Friday, March 28, 2014

In the Closet No More


I've finally decided it's time to talk about something I've been keeping to myself for...well...my whole life, I guess.

This blog is usually reserved for the lighthearted and looney ramblings that slosh over the edge of my far-too-small brain, but recent revelations by prominent sports figures and entertainment icons and even some folks near and dear to me have given me the courage and motivation to finally admit to the world what I've known in my heart for so very long.

I am a heterosexual.


My first clue as to my orientation happened when I was only seven years old. I was completely and utterly enamored with my second-grade teacher, Mrs. Hunter. Of course, I never acted on my straight leanings until much later, but I knew then that I was just innately drawn to members of the opposite sex.

All through my elementary and even junior high years, I often wondered if anyone else felt the same way I did.

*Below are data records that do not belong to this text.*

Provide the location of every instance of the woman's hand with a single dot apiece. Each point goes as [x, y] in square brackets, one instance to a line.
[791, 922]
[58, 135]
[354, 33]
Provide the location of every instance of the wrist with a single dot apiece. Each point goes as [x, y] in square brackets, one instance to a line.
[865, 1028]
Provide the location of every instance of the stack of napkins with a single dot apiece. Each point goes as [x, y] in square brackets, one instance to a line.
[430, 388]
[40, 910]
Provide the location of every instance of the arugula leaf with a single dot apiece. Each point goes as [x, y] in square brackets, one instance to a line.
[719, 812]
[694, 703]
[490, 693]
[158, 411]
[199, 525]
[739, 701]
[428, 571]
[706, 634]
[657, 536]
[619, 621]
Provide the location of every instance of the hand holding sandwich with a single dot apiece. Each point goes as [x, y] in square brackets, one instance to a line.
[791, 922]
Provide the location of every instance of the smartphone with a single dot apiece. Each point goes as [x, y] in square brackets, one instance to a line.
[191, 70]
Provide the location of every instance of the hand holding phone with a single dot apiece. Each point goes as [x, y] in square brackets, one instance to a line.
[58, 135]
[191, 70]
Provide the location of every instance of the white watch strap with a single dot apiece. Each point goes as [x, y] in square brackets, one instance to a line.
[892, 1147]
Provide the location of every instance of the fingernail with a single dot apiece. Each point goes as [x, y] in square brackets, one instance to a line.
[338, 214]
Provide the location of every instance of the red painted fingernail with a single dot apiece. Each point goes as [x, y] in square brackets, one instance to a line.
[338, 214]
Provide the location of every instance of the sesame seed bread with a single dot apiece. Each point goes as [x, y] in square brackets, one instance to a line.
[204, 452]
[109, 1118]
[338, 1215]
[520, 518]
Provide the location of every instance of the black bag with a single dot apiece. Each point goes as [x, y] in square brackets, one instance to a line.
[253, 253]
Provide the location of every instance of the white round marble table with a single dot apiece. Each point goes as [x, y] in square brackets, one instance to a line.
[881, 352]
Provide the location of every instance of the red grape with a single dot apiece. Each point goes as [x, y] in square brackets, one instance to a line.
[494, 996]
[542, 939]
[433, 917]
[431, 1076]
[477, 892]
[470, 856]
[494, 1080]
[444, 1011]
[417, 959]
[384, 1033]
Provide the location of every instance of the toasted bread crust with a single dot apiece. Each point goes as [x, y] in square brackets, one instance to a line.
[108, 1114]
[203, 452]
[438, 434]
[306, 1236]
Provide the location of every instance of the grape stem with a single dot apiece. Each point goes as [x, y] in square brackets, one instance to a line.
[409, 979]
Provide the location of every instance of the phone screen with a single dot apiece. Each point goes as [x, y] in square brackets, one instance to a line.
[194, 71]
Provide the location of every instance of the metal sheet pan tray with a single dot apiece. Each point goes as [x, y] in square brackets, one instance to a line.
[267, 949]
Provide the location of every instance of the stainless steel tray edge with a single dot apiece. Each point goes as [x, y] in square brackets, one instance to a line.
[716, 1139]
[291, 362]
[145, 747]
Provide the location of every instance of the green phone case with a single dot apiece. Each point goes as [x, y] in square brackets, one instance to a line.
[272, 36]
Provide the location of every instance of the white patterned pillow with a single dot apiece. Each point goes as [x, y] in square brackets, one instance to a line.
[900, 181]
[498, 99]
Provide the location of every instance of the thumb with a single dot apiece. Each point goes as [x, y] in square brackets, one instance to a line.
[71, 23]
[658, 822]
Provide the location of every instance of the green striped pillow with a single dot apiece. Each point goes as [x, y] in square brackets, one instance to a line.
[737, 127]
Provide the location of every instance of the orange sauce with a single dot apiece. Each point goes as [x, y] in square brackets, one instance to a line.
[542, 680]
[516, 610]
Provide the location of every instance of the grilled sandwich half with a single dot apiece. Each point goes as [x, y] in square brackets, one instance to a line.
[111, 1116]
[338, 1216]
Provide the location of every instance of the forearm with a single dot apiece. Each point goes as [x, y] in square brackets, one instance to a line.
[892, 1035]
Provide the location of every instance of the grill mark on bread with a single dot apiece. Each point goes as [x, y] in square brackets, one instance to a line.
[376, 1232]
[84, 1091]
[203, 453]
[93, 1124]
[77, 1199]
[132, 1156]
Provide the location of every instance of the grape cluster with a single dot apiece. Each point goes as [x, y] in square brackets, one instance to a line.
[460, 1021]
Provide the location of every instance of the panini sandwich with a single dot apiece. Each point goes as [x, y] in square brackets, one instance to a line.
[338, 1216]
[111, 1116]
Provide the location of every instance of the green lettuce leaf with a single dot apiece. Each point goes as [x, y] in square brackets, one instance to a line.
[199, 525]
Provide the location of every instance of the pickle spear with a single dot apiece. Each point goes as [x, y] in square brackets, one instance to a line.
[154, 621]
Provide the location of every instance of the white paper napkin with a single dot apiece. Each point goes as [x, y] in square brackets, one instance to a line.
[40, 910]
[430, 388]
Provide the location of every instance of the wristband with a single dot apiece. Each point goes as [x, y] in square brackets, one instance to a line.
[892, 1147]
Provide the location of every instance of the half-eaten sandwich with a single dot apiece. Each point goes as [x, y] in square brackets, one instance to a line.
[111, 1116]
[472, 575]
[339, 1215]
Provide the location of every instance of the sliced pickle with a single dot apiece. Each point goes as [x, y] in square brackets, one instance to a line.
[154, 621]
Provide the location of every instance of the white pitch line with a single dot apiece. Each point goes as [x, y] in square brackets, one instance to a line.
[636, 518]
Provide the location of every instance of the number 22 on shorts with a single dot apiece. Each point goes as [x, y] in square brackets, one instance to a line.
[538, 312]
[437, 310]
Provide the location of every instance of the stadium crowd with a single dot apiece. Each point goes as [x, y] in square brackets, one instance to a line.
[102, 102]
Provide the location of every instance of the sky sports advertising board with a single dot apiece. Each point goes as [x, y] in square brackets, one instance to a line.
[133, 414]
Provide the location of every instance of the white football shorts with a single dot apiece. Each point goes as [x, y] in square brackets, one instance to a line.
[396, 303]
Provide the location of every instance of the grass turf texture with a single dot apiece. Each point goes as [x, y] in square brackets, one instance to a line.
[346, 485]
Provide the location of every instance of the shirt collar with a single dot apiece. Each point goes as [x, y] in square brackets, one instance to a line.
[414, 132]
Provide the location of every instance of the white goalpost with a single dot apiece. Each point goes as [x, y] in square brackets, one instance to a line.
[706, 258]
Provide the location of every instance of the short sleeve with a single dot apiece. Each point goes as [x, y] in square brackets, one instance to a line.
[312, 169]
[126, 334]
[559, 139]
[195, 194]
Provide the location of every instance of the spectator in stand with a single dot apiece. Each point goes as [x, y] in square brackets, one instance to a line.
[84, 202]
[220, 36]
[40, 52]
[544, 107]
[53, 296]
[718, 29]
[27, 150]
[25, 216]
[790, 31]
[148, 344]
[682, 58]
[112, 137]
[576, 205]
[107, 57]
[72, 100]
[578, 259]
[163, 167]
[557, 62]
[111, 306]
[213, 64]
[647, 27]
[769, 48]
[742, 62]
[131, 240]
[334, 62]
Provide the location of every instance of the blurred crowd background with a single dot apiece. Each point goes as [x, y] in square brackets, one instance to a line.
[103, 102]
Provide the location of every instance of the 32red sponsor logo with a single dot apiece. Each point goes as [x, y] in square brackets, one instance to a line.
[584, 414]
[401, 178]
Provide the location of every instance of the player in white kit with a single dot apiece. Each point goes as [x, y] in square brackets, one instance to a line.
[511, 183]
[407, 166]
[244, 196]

While always a "performer" unafraid of the spotlight, I was actually quite shy in personal situations. I never got the nerve to initiate a kiss with a girl until halfway through my freshman year of high school. Even after that first confirmation that I was not alone...that there really were other straight people at my school...my interactions with females were always furtive, experimental, and tinged with feelings of guilt and shame.

But now? Now it's all different. The world has changed. MY world has changed...and I'm finally ready to embrace the real me with no apologies to those who automatically fear and reject people who are different from them. I figure that's THEIR problem and it's time for me to stop letting what other people think influence what I know to be true about myself.

I'm straight and I'm proud...might even start an annual parade about it.